Me Against Myself (July 2014) - Rohit Sood

Anti-Social Media Challenge

Tuesday 20 December 2016

Me Against Myself (July 2014)

Me Against Myself (July 2014):-

Nobody knows what I am and what I think. They don’t make the opinion about me from what others say about me. They think about me in a way I make them think about. I tell them or just showcase my weaknesses to them. I never talk about my strengths to them.
As a result, I make them think of me as a coward, low confidence person, person who has no guts, confused, less courage to pursue any task which seems uncomfortable to him, etc., etc. This is not actually what people think of me.

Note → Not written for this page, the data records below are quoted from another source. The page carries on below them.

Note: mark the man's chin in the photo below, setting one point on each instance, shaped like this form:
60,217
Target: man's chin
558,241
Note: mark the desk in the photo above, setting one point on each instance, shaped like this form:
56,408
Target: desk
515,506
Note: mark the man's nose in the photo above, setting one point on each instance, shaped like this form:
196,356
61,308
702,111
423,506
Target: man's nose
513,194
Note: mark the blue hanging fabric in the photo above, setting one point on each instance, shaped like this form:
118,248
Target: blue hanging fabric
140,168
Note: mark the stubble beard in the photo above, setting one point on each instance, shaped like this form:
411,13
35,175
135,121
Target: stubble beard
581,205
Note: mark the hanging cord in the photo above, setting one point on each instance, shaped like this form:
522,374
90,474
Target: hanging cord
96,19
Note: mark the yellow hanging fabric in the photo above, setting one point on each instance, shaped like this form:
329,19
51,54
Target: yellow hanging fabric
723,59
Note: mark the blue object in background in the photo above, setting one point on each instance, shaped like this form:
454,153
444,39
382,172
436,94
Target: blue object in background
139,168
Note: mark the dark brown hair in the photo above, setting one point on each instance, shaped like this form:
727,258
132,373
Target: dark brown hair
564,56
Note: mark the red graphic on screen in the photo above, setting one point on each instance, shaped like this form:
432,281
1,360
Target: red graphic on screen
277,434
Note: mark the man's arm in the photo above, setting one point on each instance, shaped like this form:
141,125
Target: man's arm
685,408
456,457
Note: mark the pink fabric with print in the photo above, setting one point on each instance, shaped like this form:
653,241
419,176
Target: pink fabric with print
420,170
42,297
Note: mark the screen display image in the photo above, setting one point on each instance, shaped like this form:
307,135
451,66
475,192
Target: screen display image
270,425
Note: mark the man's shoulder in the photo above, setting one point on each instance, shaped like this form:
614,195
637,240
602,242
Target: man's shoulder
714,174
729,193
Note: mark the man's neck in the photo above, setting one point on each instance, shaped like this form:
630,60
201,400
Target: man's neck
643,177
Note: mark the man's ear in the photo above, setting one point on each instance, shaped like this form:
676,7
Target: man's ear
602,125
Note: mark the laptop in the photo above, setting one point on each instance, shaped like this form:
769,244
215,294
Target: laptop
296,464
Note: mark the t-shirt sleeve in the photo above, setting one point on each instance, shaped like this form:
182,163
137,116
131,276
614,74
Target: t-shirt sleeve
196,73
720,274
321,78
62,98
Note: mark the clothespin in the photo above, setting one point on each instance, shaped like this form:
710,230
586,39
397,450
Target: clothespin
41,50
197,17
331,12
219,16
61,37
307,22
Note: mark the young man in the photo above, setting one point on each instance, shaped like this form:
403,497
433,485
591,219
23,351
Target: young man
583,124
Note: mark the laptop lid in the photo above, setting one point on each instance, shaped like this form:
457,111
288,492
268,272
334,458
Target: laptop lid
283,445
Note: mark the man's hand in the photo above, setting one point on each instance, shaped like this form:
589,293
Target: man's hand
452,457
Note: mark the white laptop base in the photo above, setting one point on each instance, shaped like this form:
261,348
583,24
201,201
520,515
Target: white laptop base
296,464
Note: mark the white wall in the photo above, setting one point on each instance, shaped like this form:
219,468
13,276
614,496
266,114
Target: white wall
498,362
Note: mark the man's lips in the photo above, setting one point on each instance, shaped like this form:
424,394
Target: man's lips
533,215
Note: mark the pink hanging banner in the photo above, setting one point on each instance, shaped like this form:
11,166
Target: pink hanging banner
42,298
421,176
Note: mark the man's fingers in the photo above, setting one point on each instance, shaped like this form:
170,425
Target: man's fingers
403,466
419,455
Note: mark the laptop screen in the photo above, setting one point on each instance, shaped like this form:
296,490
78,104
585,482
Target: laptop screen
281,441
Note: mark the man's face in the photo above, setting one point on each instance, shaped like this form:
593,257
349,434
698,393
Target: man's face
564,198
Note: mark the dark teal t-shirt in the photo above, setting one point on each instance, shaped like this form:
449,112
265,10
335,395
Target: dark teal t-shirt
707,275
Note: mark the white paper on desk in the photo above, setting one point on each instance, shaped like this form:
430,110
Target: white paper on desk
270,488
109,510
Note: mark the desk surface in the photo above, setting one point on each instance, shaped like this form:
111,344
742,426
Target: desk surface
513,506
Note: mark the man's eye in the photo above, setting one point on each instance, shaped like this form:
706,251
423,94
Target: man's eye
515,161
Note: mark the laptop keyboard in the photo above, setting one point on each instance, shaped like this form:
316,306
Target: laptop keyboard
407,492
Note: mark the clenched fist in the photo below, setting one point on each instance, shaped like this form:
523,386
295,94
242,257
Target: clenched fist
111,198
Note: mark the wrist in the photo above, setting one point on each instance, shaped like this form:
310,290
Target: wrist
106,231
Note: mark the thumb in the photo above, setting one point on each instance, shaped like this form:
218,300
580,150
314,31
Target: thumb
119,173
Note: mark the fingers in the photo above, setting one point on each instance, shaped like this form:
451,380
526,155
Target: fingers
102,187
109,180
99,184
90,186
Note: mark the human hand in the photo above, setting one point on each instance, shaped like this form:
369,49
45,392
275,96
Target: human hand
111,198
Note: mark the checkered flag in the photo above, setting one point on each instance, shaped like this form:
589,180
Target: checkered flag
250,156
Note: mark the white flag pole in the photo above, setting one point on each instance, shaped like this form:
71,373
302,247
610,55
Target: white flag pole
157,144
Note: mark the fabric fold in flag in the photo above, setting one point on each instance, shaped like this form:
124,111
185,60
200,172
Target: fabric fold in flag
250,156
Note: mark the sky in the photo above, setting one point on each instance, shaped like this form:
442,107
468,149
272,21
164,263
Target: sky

This is what I used to think of myself, so it was me who injected these thoughts in them.

It is easy to fight with the whole world alone when it becomes your enemy if you have the belief to win. But when you yourself become your enemy then whether you win or lose, either way you going to lose for sure.
Well now all this is going to end, I am going to stop bitching around, about myself to people, now I am going to showcase my strengths and make them aware about my strengths. I am going to start looking at people who love me, care about me, etc. instead of those who barely care about my existence.
It’s high time to start loving myself and to become the person I always think of but never try to become. Because the way I treat myself, becomes the way people treat me. If I keep treating myself the way I treat, then surely the time will not be far when I will start seeing whole world as my enemy. So I am going to treat myself in a way I treat others and I like to be treated by others.
(P.S. This is something I wrote to motivate myself in July 2014 at around 2:00 a.m. I kind of, felt relaxed which is one of the reasons that inspired me to write.)